Mientras hablaban a su manera, orgullosa
y pausada, llegó hasta ellos un camello, cuyo jinete quería entrar en la
ciudad. Brillaba su rostro al sol poniente, por el cual se guiara largo tiempo
hacia la puerta de la ciudad. Exigiéronle el portazgo. En esto habló a su
camello, y el ca- mello mugió y arrodillóse, y el hombre descendió. Y el hombre
desenvolvió de entre muchas sedas una caja de diversos metales labrada por los
Japoneses. Y en su tapa veíanse figuras de hombres que contemplaban desde una ribera
una isla del Mar Interior. Mostró la caja a los vigilantes, y cuando la
hubieron visto, dijo: «A mi me parece que unos a otros se hablan así:
«Contemplad a Oojni, la amada del mar,
del pequeño mar paternal que no tiene borrascas. Sale de Oojni cantando una
canción, y torna cantando sobre sus playas. Pequeña es Oojni en el regazo del
mar, y apenas si la advierten los barcos aventureros. Nunca volaron lejos sus
leyendas sobre las blancas velas, ni las cuentan los barbados caminantes del
mar.

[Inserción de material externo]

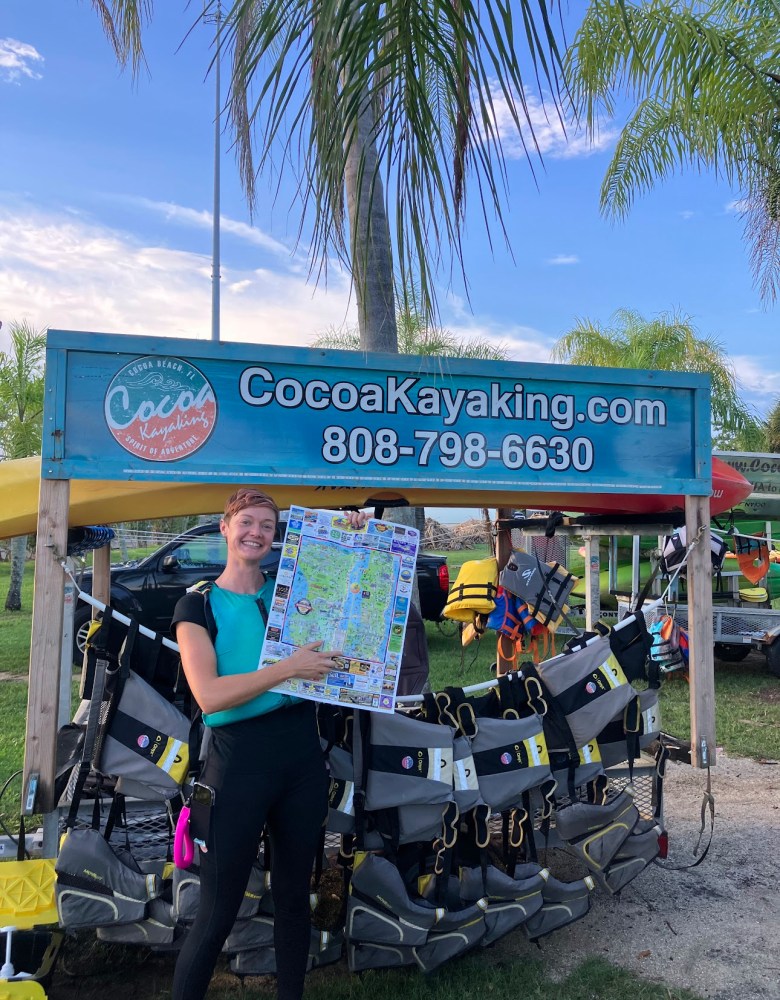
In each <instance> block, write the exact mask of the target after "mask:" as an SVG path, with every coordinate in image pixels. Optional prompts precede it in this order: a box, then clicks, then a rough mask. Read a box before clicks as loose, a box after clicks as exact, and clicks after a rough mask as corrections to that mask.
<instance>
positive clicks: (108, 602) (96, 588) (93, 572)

Sus cuentos de junto al fuego son ignorados en el Norte; los dragones de
China nunca los han oído, ni los que cruzan la India a lomo de elefante.
»Los hombres cuentan los cuentos y
asciende el humo; parte el humo y están contados los cuentos.
»Oojni no es un nombre entre las
naciones; no es conocida allí de donde vienen los mercaderes ni es mencionada
por labios extranjeros.
«Aunque Oojni es, en verdad, pequeña
entre las islas, es amada por los que conocen sus costas y sus tierras
interiores escondidas del mar.
«Sin gloria, sin fama y sin riqueza,
Oojni es muy amada por un pequeño pueblo y por unos pocos más; es decir, no por
pocos, porque todos sus muertos la aman aun, y a menudo vienen por la noche
murmurando entre los bosques. ¿Quién podría olvidar a Oojni aun entre los
muertos?
«Porque aquí, en Oojni, hay hogares de
hombres, y jardines y dorados templos de dioses, y sagrados lugares junto a la
orilla, y muchos bosques rumorosos. Y hay una senda que serpea entre los montes
para internarse en misteriosas tierras santas donde danzan a la noche los
espíritus de los bosques, o cantan invisibles a la luz del sol; y nadie entra
en esas tierras santas, porque el que ama a Oojni no quiere robarle sus
misterios, y los curiosos extraños no vienen. Nosotros amamos verdaderamente a
Oojni, con ser tan pequeña; es la madrecita de nuestra raza y la amante nodriza
de todas las aves marinas.
«Y ved cómo, aun ahora, la acarician los
suaves dedos del padre mar, cuyos sueños están lejos, en ese viejo vagabundo el
Océano.
«Mas no olvidemos a Fuzi-Yama, porque se
yergue visible sobre mar y nubes, brumoso abajo y vago e impreciso pero claro
en lo alto, para mirar a todas las islas. Los barcos hacen a su vista todos sus
viajes, y las noches y los días cruzan por él como si fueran viento; los vera-
nos y los Inviernos aletean y mueren a su falda; las vidas de los hombres pasan
silenciosas. Y Fuzi-Yama observa... y sabe.»
Y los guardas de la puerta dijeron:
«Entra.»
Y yo también hubiera contado un cuento,
muy extraño y muy cierto; un cuento que he contado en muchas ciudades y que
hasta ahora nadie ha creído. Pero ya el sol se había puesto, y tras el breve
crepúsculo, levantábanse los espectrales silencios en los lejanos y sombríos
montes. Una gran quietud se cernía sobre la puerta de la ciudad. Y el gran
silencio de la noche solemne era más halagüeño para los vigilantes que
cualquier acento humano. Por lo cual nos hicieron señas invitándonos a entrar
en la ciudad sin pagar el tributo. Y subimos blandamente por la arena y pasamos
entre los altos pilares de roca desde la puerta, y un profundo silencio se hizo
entre los centinelas, y las estrellas titilaban serenas sobre ellos.
Cuán poco tiempo habla el hombre y cuán
vanamente además.
Y cuánto tiempo calla. Justamente el
otro día hallé a un rey en Thebas que ya lleva cuatro mil años en silencio.